Resolution Foundation economist Jack Leslie said the ONS figures illustrate how the COVID-19 crisis had “bucked” the pattern of previous crises because asset prices, like pensions and property, rose despite the shrinking economy. The increase in household wealth thus far during the pandemic compares to a 10 percent contraction in 2008 during the global economic financial crisis.

The largest contribution to household wealth came from a 7.3 percent increase in average house prices, followed by the rising value in insurance and pensions, and bank deposits. The rise in household assets amongst the top 10 percent is one expression of how their incomes have been shielded from the effect of the economic shutdowns, benefitting from generous government funding including job support furlough schemes.

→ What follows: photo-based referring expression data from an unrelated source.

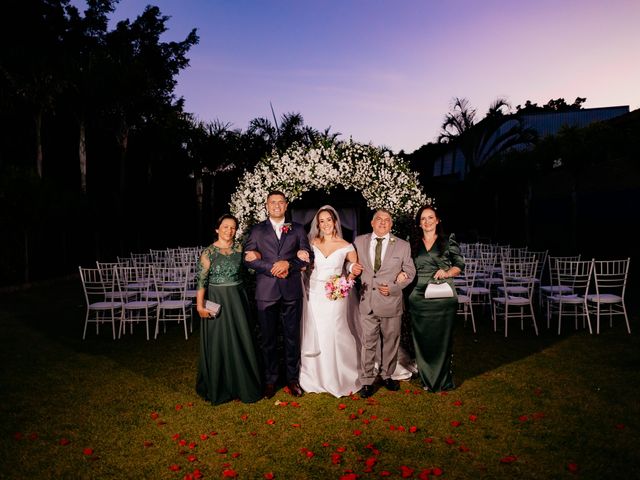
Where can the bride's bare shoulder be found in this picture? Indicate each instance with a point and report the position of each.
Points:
(341, 242)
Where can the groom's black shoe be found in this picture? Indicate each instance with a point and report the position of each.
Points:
(366, 391)
(391, 384)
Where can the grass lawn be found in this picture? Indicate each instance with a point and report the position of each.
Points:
(526, 407)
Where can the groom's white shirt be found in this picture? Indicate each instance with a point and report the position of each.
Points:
(277, 227)
(372, 247)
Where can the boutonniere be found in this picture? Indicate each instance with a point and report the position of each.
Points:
(286, 228)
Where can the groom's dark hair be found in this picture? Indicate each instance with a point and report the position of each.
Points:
(277, 192)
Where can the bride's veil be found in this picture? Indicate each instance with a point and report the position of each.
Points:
(314, 231)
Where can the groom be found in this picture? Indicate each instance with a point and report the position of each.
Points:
(278, 289)
(381, 256)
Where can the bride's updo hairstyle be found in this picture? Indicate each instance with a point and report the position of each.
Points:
(315, 231)
(333, 216)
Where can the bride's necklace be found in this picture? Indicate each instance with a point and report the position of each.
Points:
(428, 242)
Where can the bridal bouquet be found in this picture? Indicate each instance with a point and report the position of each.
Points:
(338, 287)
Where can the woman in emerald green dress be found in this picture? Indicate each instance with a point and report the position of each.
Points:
(228, 368)
(436, 257)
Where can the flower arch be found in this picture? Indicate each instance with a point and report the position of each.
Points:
(384, 180)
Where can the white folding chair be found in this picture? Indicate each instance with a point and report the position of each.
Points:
(517, 294)
(575, 277)
(465, 305)
(101, 300)
(177, 307)
(610, 279)
(135, 280)
(107, 271)
(552, 287)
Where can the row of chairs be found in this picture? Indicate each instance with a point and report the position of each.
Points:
(576, 288)
(126, 296)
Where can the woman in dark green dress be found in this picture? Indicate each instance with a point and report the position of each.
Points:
(435, 257)
(228, 368)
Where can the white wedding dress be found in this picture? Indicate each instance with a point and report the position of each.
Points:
(330, 353)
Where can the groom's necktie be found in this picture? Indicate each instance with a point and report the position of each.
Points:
(378, 260)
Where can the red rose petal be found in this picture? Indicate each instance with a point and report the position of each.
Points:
(406, 472)
(349, 476)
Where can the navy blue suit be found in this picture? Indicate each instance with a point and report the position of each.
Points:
(278, 297)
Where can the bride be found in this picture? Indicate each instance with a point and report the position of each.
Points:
(329, 360)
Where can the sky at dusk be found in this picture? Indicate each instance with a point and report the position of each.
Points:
(385, 72)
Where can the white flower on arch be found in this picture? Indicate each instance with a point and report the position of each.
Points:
(383, 180)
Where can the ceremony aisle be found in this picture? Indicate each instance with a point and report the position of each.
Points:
(525, 407)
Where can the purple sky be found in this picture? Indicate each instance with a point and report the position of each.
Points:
(385, 71)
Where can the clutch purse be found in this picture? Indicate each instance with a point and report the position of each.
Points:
(212, 307)
(438, 290)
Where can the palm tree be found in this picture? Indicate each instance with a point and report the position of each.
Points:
(480, 142)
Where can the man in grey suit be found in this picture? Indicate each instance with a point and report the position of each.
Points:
(381, 257)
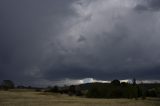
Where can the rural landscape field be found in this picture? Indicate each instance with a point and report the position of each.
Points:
(32, 98)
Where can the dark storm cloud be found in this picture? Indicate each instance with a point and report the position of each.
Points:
(151, 5)
(25, 29)
(49, 40)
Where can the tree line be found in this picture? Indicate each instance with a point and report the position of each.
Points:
(115, 89)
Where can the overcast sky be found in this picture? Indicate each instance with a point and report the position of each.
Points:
(44, 41)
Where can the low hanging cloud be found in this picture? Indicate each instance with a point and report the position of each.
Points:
(104, 39)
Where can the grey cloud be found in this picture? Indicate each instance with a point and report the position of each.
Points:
(150, 5)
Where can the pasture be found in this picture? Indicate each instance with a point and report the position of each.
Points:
(32, 98)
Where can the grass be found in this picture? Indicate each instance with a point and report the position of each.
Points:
(31, 98)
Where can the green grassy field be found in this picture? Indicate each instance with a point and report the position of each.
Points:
(31, 98)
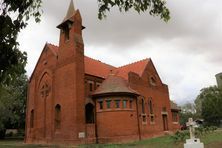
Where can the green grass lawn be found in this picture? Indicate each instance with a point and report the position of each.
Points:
(210, 140)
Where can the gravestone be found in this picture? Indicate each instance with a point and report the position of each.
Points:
(192, 142)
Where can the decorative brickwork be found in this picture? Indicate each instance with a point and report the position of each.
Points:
(76, 99)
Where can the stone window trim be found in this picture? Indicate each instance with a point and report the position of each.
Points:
(143, 106)
(152, 119)
(152, 80)
(117, 103)
(32, 119)
(108, 104)
(98, 84)
(130, 103)
(100, 104)
(144, 118)
(57, 117)
(175, 117)
(124, 103)
(150, 106)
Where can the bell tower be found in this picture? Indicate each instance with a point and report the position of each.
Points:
(70, 76)
(71, 42)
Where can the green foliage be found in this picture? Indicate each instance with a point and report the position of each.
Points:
(187, 111)
(209, 105)
(14, 15)
(180, 136)
(155, 7)
(12, 103)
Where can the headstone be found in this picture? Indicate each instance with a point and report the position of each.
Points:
(192, 142)
(81, 134)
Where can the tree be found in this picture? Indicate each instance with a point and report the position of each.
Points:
(187, 111)
(209, 105)
(13, 18)
(155, 7)
(12, 103)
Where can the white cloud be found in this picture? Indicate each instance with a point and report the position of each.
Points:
(186, 51)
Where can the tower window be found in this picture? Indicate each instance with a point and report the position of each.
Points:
(131, 104)
(117, 103)
(124, 103)
(32, 119)
(90, 86)
(57, 116)
(143, 106)
(66, 32)
(108, 104)
(150, 106)
(100, 104)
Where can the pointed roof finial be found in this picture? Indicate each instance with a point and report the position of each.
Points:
(71, 11)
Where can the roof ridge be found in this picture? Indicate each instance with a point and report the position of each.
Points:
(52, 44)
(99, 61)
(134, 62)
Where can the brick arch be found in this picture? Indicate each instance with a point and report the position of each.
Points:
(44, 104)
(43, 74)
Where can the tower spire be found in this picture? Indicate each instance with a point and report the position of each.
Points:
(71, 11)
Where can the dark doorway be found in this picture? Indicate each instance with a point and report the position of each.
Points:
(89, 113)
(165, 123)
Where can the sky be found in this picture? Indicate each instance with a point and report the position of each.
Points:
(186, 51)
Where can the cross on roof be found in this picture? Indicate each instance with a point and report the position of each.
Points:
(45, 90)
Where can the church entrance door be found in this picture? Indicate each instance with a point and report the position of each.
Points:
(90, 122)
(165, 122)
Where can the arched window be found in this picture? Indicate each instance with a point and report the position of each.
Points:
(143, 106)
(32, 119)
(89, 113)
(57, 116)
(150, 106)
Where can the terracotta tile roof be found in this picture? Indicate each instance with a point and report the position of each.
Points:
(100, 69)
(97, 68)
(114, 85)
(92, 66)
(137, 67)
(174, 106)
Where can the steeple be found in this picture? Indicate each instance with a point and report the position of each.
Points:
(68, 18)
(71, 11)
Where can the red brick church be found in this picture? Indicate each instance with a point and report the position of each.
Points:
(73, 98)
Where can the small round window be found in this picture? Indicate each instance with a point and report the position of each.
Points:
(152, 81)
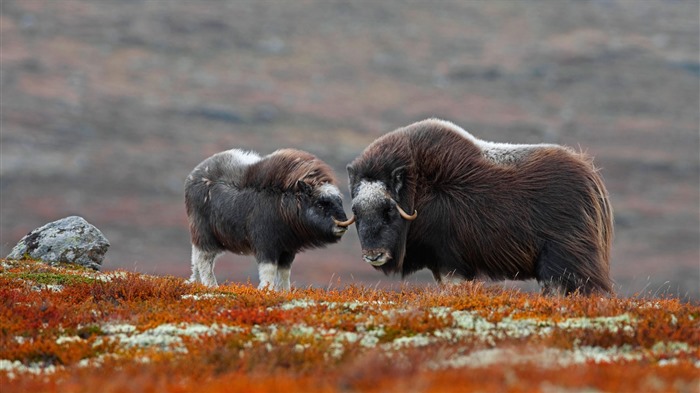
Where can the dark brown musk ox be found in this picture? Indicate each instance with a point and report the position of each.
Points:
(272, 207)
(431, 195)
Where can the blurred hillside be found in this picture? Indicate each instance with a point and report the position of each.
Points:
(107, 106)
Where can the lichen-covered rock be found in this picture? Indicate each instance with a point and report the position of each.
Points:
(69, 240)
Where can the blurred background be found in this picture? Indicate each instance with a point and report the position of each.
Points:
(107, 106)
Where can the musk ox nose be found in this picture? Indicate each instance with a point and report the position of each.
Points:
(339, 231)
(375, 258)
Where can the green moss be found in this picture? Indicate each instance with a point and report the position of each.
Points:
(52, 278)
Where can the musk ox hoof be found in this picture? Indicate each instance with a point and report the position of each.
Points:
(68, 240)
(376, 258)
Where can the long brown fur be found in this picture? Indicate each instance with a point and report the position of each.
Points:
(545, 215)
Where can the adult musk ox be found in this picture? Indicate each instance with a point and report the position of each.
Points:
(271, 207)
(431, 195)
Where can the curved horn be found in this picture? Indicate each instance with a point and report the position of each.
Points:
(344, 224)
(405, 215)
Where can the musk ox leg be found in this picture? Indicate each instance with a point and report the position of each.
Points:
(203, 266)
(560, 272)
(267, 273)
(284, 268)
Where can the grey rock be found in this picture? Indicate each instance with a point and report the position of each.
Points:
(68, 240)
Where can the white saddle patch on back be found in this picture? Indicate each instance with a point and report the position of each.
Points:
(237, 157)
(498, 153)
(327, 189)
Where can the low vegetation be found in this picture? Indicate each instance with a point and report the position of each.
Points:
(64, 329)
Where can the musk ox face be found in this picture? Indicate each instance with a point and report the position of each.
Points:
(382, 225)
(322, 210)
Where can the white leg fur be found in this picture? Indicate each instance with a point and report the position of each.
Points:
(450, 278)
(282, 283)
(203, 266)
(267, 272)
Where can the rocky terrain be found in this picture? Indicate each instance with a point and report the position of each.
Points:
(107, 106)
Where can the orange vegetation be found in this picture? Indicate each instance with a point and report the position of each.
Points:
(64, 329)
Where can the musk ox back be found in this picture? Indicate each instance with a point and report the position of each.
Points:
(430, 195)
(271, 207)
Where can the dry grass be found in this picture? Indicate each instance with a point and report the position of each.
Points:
(69, 330)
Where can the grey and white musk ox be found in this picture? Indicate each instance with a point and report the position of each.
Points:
(272, 207)
(431, 195)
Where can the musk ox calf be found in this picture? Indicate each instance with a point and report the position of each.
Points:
(431, 195)
(271, 207)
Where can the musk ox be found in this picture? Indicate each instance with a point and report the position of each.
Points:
(271, 207)
(431, 195)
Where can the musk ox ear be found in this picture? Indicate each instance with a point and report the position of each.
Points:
(304, 187)
(351, 176)
(398, 176)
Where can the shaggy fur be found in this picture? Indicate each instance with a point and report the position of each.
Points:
(486, 209)
(271, 207)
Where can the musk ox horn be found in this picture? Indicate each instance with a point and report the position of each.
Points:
(344, 224)
(405, 215)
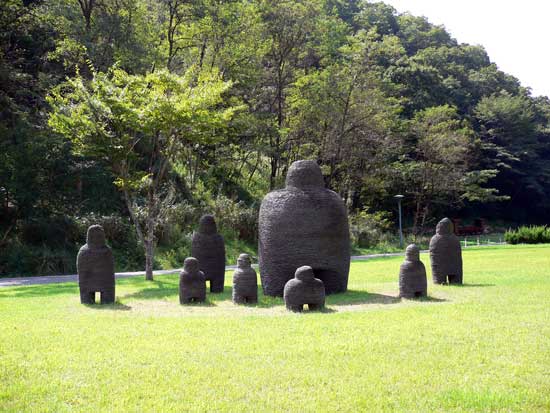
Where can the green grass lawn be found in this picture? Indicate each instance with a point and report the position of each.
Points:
(481, 347)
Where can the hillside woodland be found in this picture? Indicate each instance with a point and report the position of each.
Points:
(142, 115)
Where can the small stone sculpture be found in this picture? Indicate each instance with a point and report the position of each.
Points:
(412, 275)
(96, 268)
(446, 254)
(208, 247)
(304, 289)
(192, 282)
(304, 223)
(245, 281)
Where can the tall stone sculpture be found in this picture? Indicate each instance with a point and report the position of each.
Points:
(96, 268)
(446, 254)
(245, 281)
(304, 289)
(412, 275)
(303, 224)
(208, 247)
(192, 282)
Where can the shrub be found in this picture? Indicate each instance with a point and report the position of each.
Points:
(528, 235)
(369, 229)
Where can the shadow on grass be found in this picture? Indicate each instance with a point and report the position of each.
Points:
(40, 290)
(353, 297)
(117, 306)
(356, 297)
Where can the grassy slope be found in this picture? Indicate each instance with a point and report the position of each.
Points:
(481, 347)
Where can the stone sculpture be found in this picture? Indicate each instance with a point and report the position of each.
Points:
(304, 289)
(96, 268)
(192, 282)
(304, 223)
(245, 281)
(412, 275)
(446, 254)
(208, 247)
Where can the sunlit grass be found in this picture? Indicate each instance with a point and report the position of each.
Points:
(481, 347)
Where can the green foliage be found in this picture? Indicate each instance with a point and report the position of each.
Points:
(129, 108)
(528, 235)
(369, 229)
(363, 354)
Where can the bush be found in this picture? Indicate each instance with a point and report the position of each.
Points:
(369, 229)
(528, 235)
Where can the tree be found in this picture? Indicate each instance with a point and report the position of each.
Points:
(138, 125)
(438, 171)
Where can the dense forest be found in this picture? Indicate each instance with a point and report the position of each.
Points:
(143, 114)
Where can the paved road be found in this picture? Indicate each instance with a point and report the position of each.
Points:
(52, 279)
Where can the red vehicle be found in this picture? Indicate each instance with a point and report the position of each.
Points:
(477, 228)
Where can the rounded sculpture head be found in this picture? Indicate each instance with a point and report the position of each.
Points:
(444, 227)
(412, 253)
(244, 261)
(305, 174)
(207, 225)
(191, 265)
(95, 238)
(304, 273)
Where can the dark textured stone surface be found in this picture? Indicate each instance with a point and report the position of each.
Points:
(304, 289)
(245, 281)
(96, 268)
(446, 254)
(208, 247)
(192, 282)
(412, 275)
(303, 224)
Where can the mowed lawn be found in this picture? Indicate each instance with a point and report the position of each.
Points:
(482, 347)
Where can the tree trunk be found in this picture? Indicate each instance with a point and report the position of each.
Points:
(149, 258)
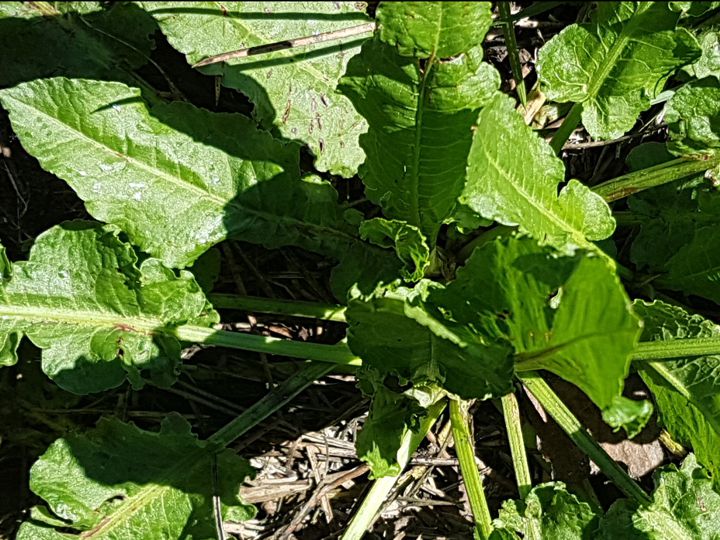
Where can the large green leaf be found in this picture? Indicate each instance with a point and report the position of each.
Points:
(513, 178)
(95, 43)
(393, 332)
(82, 298)
(566, 314)
(693, 117)
(178, 179)
(616, 64)
(292, 90)
(687, 390)
(433, 29)
(421, 116)
(121, 482)
(549, 511)
(684, 506)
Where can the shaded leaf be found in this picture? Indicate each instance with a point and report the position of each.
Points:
(119, 481)
(395, 334)
(708, 65)
(433, 29)
(567, 314)
(513, 178)
(425, 115)
(549, 511)
(693, 117)
(292, 90)
(178, 179)
(407, 241)
(94, 43)
(687, 390)
(83, 298)
(683, 506)
(616, 64)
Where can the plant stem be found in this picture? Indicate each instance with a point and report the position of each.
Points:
(293, 308)
(636, 181)
(579, 435)
(511, 46)
(365, 515)
(465, 449)
(336, 354)
(677, 348)
(568, 126)
(273, 401)
(511, 413)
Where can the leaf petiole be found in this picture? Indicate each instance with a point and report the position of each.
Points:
(579, 435)
(465, 449)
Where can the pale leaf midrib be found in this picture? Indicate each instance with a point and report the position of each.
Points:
(87, 318)
(132, 161)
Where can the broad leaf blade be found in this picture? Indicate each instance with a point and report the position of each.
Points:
(549, 511)
(616, 64)
(178, 179)
(425, 115)
(118, 481)
(693, 117)
(292, 90)
(569, 314)
(513, 178)
(684, 506)
(84, 300)
(95, 43)
(395, 334)
(686, 391)
(427, 29)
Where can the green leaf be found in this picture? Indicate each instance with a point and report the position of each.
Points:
(549, 511)
(513, 178)
(82, 298)
(684, 506)
(687, 390)
(693, 117)
(394, 333)
(617, 64)
(708, 65)
(104, 44)
(693, 9)
(424, 114)
(408, 242)
(671, 216)
(293, 90)
(567, 314)
(178, 179)
(433, 29)
(119, 481)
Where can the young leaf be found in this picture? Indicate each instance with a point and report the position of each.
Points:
(408, 242)
(84, 300)
(684, 506)
(693, 117)
(567, 314)
(549, 511)
(513, 178)
(393, 332)
(293, 90)
(87, 41)
(686, 391)
(424, 114)
(708, 65)
(119, 481)
(616, 64)
(178, 179)
(433, 29)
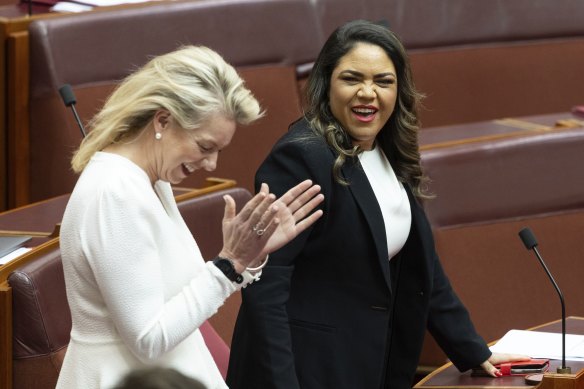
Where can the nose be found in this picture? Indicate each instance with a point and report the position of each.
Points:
(210, 163)
(366, 91)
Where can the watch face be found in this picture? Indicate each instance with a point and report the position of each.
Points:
(226, 266)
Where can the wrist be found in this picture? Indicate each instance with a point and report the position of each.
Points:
(228, 268)
(258, 268)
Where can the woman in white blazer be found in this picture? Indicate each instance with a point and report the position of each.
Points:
(137, 285)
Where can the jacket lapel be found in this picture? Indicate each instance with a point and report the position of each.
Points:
(365, 198)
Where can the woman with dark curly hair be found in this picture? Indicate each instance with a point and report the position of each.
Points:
(346, 304)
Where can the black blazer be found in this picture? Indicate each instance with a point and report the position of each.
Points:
(330, 310)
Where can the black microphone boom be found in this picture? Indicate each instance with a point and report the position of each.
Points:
(68, 97)
(530, 243)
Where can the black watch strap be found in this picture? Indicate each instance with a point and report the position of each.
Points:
(227, 268)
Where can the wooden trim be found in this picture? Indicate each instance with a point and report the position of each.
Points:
(527, 129)
(5, 335)
(25, 258)
(18, 139)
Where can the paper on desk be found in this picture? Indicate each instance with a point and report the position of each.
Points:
(15, 254)
(541, 345)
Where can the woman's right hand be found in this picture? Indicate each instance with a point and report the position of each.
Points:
(266, 224)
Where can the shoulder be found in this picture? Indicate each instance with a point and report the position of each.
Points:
(302, 142)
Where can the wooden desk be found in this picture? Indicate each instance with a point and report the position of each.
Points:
(448, 377)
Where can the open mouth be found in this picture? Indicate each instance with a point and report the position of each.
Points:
(188, 168)
(365, 114)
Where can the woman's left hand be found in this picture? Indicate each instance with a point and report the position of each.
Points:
(294, 214)
(497, 358)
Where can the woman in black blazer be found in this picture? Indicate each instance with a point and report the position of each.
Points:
(346, 304)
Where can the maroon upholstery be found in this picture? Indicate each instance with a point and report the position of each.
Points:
(94, 50)
(431, 24)
(493, 80)
(41, 316)
(503, 178)
(41, 322)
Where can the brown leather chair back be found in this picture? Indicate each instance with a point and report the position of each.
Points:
(41, 321)
(263, 39)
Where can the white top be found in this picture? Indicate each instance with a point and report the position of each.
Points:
(137, 285)
(391, 196)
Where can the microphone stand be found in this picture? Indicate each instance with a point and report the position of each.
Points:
(531, 244)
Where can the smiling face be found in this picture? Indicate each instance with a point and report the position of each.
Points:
(183, 151)
(363, 92)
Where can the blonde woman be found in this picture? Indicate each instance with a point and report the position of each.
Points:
(137, 285)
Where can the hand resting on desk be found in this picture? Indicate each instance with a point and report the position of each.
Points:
(497, 358)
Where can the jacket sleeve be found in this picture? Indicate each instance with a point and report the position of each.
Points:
(261, 350)
(450, 324)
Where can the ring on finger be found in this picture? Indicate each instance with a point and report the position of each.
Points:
(258, 229)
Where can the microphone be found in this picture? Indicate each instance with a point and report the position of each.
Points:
(69, 100)
(530, 243)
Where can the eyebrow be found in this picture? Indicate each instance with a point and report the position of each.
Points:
(356, 73)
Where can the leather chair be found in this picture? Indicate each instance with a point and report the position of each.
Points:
(38, 315)
(93, 51)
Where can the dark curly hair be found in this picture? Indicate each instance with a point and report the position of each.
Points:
(399, 136)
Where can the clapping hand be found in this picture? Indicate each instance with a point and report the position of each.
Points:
(265, 223)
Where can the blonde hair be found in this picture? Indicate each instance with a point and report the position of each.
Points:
(193, 83)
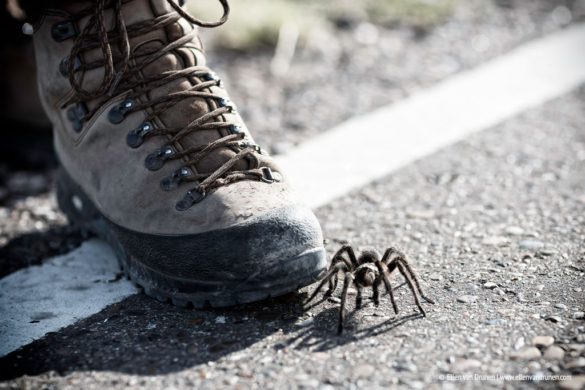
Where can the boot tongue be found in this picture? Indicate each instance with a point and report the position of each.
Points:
(191, 54)
(187, 110)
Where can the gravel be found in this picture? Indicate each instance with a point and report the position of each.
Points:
(443, 211)
(275, 344)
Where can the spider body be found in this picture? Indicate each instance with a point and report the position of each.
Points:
(368, 270)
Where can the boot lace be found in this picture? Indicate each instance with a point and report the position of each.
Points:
(122, 72)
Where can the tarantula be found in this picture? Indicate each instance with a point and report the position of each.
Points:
(368, 270)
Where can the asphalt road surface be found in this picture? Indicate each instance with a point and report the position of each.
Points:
(495, 227)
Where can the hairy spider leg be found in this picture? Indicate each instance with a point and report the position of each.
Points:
(358, 297)
(393, 255)
(350, 253)
(376, 288)
(342, 312)
(414, 277)
(384, 275)
(333, 281)
(333, 271)
(402, 270)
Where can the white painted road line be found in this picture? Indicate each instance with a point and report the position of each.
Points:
(68, 288)
(371, 146)
(41, 299)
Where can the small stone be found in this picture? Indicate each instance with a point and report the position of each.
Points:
(467, 298)
(495, 241)
(577, 363)
(576, 347)
(305, 323)
(364, 371)
(575, 382)
(543, 341)
(461, 365)
(547, 251)
(404, 366)
(496, 321)
(529, 353)
(578, 315)
(531, 245)
(554, 352)
(420, 214)
(514, 231)
(555, 319)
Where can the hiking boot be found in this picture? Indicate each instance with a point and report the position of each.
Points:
(157, 161)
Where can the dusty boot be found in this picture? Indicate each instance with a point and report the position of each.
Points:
(156, 159)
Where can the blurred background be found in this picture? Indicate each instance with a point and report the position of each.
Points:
(294, 67)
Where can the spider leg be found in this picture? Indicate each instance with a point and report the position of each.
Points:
(332, 272)
(359, 297)
(384, 272)
(389, 255)
(402, 270)
(376, 287)
(332, 285)
(415, 279)
(350, 253)
(346, 283)
(336, 259)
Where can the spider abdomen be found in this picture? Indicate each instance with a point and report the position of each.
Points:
(366, 275)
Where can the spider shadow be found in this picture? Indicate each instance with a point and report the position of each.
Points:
(141, 336)
(321, 334)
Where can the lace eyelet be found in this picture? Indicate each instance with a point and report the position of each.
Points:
(246, 144)
(173, 181)
(76, 115)
(63, 31)
(269, 176)
(135, 138)
(235, 129)
(118, 113)
(64, 66)
(196, 195)
(212, 76)
(224, 102)
(156, 159)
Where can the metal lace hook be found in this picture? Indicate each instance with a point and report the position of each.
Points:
(201, 23)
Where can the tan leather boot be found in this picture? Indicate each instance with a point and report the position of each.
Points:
(156, 159)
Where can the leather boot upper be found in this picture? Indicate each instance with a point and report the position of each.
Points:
(143, 126)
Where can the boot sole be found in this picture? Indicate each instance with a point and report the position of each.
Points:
(292, 274)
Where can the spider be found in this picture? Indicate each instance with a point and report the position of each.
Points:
(368, 270)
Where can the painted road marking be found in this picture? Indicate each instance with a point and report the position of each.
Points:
(41, 299)
(69, 288)
(369, 147)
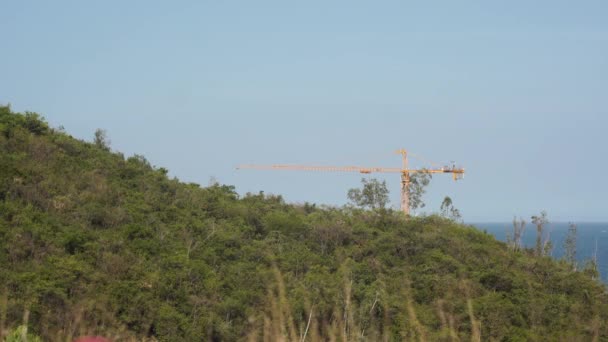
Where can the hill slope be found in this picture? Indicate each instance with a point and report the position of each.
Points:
(95, 243)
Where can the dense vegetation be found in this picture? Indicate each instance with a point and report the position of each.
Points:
(92, 242)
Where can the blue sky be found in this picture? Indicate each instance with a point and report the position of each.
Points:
(515, 92)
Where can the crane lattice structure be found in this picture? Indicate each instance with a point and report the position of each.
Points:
(404, 170)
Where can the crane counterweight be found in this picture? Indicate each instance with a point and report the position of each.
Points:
(457, 173)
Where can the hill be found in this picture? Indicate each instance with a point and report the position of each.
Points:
(92, 242)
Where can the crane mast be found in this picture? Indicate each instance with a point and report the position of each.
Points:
(405, 171)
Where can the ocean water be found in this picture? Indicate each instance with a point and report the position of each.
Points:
(591, 238)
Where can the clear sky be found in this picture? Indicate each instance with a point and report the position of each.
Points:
(514, 91)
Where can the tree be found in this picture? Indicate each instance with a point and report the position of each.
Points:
(418, 183)
(101, 139)
(448, 210)
(570, 246)
(543, 243)
(519, 226)
(373, 195)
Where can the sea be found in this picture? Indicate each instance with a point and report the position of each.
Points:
(591, 239)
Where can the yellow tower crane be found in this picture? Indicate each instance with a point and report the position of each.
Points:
(457, 173)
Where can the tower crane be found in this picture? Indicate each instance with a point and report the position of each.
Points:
(404, 170)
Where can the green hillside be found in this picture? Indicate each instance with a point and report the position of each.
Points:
(93, 242)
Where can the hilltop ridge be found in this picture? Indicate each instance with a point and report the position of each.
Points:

Leslie warned that the greater prosperity was not shared equitably across society, and “wealth gaps that existed pre-pandemic are likely to have been exacerbated by the crisis”. “Unless addressed,” he stressed, “these wealth gaps will have profound consequences for social mobility and future income inequality,”.

Right now, the pandemic and the explosion in social inequality are already having an impact on the social consciousness of millions of workers as the unbridgeable chasm between the two main classes, the bourgeoisie and the proletariat, becomes clear.